Hard to believe we are past the one month point especially as my official due date was last week! As I seem to still be saying, it all seems completely surreal! Already up to 6 pounds 3 ounces, she is growing like a weed and we are out of preemie clothes.
It’s hard to imagine our lives without her this past month and as unexpected as her delivery was I am grateful for the extra six weeks of snuggling our little beauty!
A week before Grace’s arrival, with absolutely no idea we would soon be meeting her!
This month has flown by perhaps because of the craziness of her arrival, the lack of sleep, or trying to adjust to our new routine with a babe in the house. To me it feels like it has only been a week or two since she was born.
On New Year’s Day I started having some abdominal pain and cramping while we were eating dinner. I didn’t think a lot of it figuring it would probably go away. We tucked the boys in and prayed our rosary with them. With the cramping continuing to increase I found it difficult to be in a position where I wasn’t in pain.
I started to become more concerned about what may be happening as the pain grew in intensity and was constant, not giving a single moment of relief. After texting two of my sister-in-laws, one who is a nurse and the other who just gave birth to assure myself that I wasn’t over reacting, I finally called the hospital.
They told me I needed to come in, if the pain was moderate my husband could drive me, but if it was severe they would send an ambulance. At the time it was moderate. So we called a friend to come and watch the boys and then headed in, thinking we would be back in a couple of hours.
I didn’t have any of my delivery bags packed nor did I think that this was it, but I threw in a couple of granola bars for Aaron, relics of Blessed Mother Teresa and St. Gianna and the camera just in case.
The nurse told us to go to the hospital furthest from our house, about 20 minutes, because it had a NICU. To us delivering that night was just a passing thought and the possibility of giving birth had not sunk in.
The pain got tremendously worse during the drive and seemed like an eternity trying to get there. Not only did the pain increase, but also the anxiety of wondering whether our baby was okay and what would happen over the next few hours. We prayed an emergency novena of Memorares as I tried my best to keep my mind from succumbing to fear.
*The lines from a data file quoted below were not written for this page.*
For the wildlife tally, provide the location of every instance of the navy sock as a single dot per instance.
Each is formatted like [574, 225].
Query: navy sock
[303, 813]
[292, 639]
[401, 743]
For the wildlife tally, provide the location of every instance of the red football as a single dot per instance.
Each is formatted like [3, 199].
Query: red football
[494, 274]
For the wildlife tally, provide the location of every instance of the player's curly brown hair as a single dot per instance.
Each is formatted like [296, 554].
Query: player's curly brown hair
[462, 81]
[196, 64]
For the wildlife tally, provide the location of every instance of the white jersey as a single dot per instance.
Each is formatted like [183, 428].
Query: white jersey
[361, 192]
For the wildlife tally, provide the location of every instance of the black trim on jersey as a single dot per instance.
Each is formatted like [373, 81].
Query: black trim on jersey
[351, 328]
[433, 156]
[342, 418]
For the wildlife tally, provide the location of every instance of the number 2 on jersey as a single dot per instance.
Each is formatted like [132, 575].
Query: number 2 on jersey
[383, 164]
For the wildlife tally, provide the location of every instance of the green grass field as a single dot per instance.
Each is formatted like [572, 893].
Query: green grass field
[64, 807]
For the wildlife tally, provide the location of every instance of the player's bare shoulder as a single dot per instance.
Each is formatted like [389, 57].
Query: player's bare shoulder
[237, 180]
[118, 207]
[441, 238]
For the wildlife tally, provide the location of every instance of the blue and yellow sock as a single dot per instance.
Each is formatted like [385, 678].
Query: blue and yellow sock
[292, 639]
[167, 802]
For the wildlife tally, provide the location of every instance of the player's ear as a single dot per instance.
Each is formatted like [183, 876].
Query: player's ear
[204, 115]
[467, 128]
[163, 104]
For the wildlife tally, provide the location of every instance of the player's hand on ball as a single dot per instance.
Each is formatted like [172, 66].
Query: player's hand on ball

By the time we pulled up to the emergency room entrance I couldn’t stand up straight or walk, the pain had become severe. I was wheeled up to labor and delivery and soon filled with relief as I heard our baby’s heartbeat. The nurse suggested that perhaps I was dehydrated, which can cause the uterus to flutter resulting in pain. They hooked me up to an IV and began to run some test to begin eliminating what may be causing the pain.
I was having contractions in addition to the constant pain, but was only dilated to a one. After eliminating the normal culprits, it became a sit and wait game to see what would happen. The cause of the pain was narrowed down to dehydration, pre-term labor or placental abruption.
The doctor would not let me have any pain medication nor drink water in the case I would need a c-section, which at the time seemed silly. No way am I going to be having a c-section tonight, I am sure they will just send me home in a few hours.
The pain continued to increase like nothing I have ever felt before. I tried my hardest not to think about it and offer it up the best I could. The game changed around 2:00am when I started bleeding and the diagnosis became placental abruption. Everything happened so fast that when the nurse came in and said I would probably be having a c-section within the next two hours, I am not even sure I had time to process what was happening.
Wow! I’ll bet your head was spinning from everything happening so fast. So happy things turned out so well–what a blessing!
22 years ago tonight, I went into labor with my youngest child. He didn’t arrive early, though; in fact, a bit late! 8 lbs. 10 ounces, and born at 4:20 AM.
Despite all you went through with the sudden delivery, I would guess you’ll have (and already have) some precious memories.
Cliffhanger! Nicely written account. It’s good to get the details down that fade so quickly. “I’m not writing it down to remember it later, I’m writing it down to remember it now.”